Accumulators do not change the lazy evaluation model of Spark. If they are being updated within an operation on an RDD, their value is only updated once that RDD is computed as part of an action. Consequently, accumulator updates are not guaranteed to be executed when made within a lazy transformation like map(). The below code fragment demonstrates this property:
LongAccumulator accum = jsc.sc().longAccumulator();
data.map(x -> { accum.add(x); return f(x); });
// Here, accum is still 0 because no actions have caused the `map` to be computed.

Deploying to a Cluster

The application submission guide describes how to submit applications to a cluster. In short, once you package your application into a JAR (for Java/Scala) or a set of .py or .zip files (for Python), the bin/spark-submit script lets you submit it to any supported cluster manager.

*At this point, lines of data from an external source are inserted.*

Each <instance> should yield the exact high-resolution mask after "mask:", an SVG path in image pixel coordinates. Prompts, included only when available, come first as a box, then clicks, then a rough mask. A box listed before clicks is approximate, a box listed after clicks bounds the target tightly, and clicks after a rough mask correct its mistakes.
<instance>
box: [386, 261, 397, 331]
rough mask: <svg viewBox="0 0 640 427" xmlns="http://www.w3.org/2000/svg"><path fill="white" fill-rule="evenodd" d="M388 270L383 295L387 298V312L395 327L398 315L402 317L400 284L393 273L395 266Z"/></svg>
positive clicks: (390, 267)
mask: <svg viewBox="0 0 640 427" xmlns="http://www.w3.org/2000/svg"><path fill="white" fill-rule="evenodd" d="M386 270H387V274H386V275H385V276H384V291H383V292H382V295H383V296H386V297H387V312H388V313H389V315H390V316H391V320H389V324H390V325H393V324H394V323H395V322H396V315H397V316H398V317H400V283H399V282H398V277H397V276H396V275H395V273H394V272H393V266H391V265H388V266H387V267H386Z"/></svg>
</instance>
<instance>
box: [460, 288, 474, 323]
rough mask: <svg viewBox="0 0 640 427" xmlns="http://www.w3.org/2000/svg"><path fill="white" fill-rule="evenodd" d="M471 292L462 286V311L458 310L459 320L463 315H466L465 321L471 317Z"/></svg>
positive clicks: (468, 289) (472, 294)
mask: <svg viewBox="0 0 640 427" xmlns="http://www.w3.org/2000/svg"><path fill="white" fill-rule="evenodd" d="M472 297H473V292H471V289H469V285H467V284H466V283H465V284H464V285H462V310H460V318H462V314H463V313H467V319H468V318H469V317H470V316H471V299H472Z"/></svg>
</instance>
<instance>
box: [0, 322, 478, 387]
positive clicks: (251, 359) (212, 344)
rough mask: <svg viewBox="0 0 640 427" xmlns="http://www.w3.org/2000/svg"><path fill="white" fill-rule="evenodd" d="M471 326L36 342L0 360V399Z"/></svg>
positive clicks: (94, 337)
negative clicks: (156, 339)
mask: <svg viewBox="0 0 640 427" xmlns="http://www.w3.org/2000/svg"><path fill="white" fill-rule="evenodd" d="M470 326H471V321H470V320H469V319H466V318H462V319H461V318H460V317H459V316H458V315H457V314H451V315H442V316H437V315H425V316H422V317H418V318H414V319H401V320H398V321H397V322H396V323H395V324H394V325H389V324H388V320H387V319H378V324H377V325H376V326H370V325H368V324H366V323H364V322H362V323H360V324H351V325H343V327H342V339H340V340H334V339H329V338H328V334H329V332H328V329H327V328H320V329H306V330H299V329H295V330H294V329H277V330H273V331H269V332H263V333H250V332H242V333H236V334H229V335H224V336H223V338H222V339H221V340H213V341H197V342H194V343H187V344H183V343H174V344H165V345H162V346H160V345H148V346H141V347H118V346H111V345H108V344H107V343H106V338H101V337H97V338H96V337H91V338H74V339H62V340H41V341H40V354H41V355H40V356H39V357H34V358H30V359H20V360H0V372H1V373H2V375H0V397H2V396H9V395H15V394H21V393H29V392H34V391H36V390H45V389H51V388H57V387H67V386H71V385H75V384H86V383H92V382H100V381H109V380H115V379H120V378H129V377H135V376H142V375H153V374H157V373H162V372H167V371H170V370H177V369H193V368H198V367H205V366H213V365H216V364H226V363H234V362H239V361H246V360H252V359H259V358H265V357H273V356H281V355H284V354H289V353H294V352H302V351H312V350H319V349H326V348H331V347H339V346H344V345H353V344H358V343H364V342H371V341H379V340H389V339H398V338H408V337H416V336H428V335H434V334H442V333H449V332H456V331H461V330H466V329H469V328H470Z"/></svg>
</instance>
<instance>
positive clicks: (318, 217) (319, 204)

Launching Spark jobs from Java / Scala

The org.apache.spark.launcher package provides classes for launching Spark jobs as child processes using a simple Java API.

Unit Testing

Spark is friendly to unit testing with any popular unit test framework. Simply create a SparkContext in your test with the master URL set to local, run your operations, and then call SparkContext.stop() to tear it down. Make sure you stop the context within a finally block or the test framework’s tearDown method, as Spark does not support two contexts running concurrently in the same program.

Where to Go from Here

You can see some example Spark programs on the Spark website. In addition, Spark includes several samples in the examples directory (Scala,Java, Python, R). You can run Java and Scala examples by passing the class name to Spark’s bin/run-example script; for instance:
./bin/run-example SparkPi
For Python examples, use spark-submit instead:
./bin/spark-submit examples/src/main/python/pi.py
For R examples, use spark-submit instead:
./bin/spark-submit examples/src/main/r/dataframe.R
For help on optimizing your programs, the configuration and tuning guides provide information on best practices. They are especially important for making sure that your data is stored in memory in an efficient format. For help on deploying, the cluster mode overview describes the components involved in distributed operation and supported cluster managers.
Finally, full API documentation is available in Scala, Java, Python and R.